As a 501(c)(3) non-profit corporation, many of NFFRE's funds come from various industry and government sponsors. These industry sponsors and government agencies sponsor specific studies they want done or provide us with grants. Some of our most prominent sponsors are Sanofi, Novartis, AstraZeneca, Boston Scientific, Kowa Research Institute, Cirius Therapeutics, Phillips Respironics, The National Heart, Lung, and Blood Institute (NHLBI), The Department of Defense, The Department of Veterans Affairs, The National Institute of Health (NIH), The Department of Aids, The Institutional Review Board (IRB), and The University of Florida.
Peruvemba S Sriram, MD
CHRONICLE (A Longitudinal Prospective Observational Study of the Characteristics, Treatment Patterns and Health Outcomes of Individuals with Severe Asthma in the United States)
PI: Peruvemba S Sriram
The CHRONICLE Study will provide a contemporary description of the epidemiology and medical management of US adults with severe asthma who have not achieved control with high-dose ICS therapy and additional controllers. Additionally, the study will describe the use of and outcomes associated with recently approved monoclonal antibody therapies for severe asthma.

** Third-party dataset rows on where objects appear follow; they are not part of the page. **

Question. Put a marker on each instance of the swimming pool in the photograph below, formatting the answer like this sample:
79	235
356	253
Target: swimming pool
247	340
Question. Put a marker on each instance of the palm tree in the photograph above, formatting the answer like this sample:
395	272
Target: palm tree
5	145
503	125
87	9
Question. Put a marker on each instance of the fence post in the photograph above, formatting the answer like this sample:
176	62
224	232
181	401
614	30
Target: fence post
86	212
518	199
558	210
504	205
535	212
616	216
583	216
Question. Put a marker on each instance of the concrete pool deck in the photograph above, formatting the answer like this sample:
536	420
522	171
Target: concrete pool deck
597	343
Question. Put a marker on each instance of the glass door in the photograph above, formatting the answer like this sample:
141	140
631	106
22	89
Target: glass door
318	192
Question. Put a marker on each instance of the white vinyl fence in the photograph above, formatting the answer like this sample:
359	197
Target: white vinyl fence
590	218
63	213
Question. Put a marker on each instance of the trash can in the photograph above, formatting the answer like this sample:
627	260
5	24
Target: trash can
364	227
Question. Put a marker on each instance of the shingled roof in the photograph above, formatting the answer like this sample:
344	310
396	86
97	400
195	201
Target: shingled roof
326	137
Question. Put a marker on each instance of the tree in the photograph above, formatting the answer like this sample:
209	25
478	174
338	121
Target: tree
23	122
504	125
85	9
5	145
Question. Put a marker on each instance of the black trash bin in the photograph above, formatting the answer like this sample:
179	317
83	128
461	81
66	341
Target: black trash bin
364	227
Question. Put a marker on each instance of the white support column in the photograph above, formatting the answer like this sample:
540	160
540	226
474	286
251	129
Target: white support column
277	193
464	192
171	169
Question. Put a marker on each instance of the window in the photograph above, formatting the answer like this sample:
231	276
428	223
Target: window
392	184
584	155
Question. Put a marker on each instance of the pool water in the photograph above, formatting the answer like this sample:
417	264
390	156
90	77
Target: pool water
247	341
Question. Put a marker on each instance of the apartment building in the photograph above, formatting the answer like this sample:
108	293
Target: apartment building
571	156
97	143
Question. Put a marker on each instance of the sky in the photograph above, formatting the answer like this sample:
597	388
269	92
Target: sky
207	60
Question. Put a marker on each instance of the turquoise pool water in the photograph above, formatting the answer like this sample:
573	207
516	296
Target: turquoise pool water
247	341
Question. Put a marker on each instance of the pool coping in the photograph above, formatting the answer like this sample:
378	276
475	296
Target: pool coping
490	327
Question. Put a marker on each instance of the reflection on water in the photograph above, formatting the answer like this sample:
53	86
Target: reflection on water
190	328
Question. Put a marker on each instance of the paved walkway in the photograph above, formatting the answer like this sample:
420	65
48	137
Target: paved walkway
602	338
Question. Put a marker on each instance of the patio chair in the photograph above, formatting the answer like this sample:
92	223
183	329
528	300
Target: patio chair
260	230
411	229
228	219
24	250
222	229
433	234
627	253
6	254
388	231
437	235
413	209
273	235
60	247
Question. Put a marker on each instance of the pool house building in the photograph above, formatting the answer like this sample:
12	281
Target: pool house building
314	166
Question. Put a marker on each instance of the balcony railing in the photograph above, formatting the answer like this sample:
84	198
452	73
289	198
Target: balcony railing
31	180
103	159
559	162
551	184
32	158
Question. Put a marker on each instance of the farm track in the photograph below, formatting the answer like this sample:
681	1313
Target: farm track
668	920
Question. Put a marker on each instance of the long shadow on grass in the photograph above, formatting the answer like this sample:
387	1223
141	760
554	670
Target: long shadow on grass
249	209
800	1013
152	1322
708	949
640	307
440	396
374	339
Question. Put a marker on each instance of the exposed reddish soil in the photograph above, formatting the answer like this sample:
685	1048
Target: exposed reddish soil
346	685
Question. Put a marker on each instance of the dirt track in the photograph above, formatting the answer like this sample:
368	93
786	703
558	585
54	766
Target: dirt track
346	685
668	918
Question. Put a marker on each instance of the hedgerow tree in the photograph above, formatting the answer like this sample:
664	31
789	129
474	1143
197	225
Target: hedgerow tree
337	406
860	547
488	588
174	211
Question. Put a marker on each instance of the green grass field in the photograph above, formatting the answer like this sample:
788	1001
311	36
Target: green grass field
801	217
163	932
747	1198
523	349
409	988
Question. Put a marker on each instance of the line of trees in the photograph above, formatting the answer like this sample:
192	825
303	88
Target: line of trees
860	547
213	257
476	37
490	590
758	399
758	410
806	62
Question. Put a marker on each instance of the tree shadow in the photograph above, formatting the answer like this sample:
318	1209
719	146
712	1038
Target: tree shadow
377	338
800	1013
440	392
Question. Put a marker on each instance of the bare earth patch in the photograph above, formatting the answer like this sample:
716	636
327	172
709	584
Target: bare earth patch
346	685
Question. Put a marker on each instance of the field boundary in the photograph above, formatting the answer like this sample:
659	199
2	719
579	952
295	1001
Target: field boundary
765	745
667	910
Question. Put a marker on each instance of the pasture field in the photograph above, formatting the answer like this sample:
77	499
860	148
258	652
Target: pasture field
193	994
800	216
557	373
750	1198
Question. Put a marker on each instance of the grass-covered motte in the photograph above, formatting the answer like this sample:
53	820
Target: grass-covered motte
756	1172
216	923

The primary objective of the CHRONICLE Study is to describe patient characteristics, treatment patterns, and health outcomes among a large, geographically diverse cohort of US adults with severe asthma who are not controlled on high-dose ICS with additional controllers and/or require chronic systemic corticosteroid or monoclonal antibody therapy.
Michael Bubb, MD
ASLeap (A Randomized, Double-blind, Parallel-group, Multicenter Study of Secukinumab to Compare 300 mg and 150 mg at Week 52 in Patients With Ankylosing Spondylitis Who Are Randomized to Dose Escalation After Not Achieving Inactive Disease During an Initial 16 Weeks of Open-label Treatment With Secukinumab 150 mg)
PI: Michael Bubb
This is a randomized, double-blind, parallel-group, multicenter study of secukinumab. The purpose of this study is to estimate the difference in clinical response between 300 mg and 150 mg of secukinumab at Week 52, which follows randomization to dose escalation at Week 16 for patients with Ankylosing Spondylitis who inadequately respond to open-label secukinumab 150 mg. This study will also investigate the association between treatment andsleep disturbances, as well as daytime activity patterns.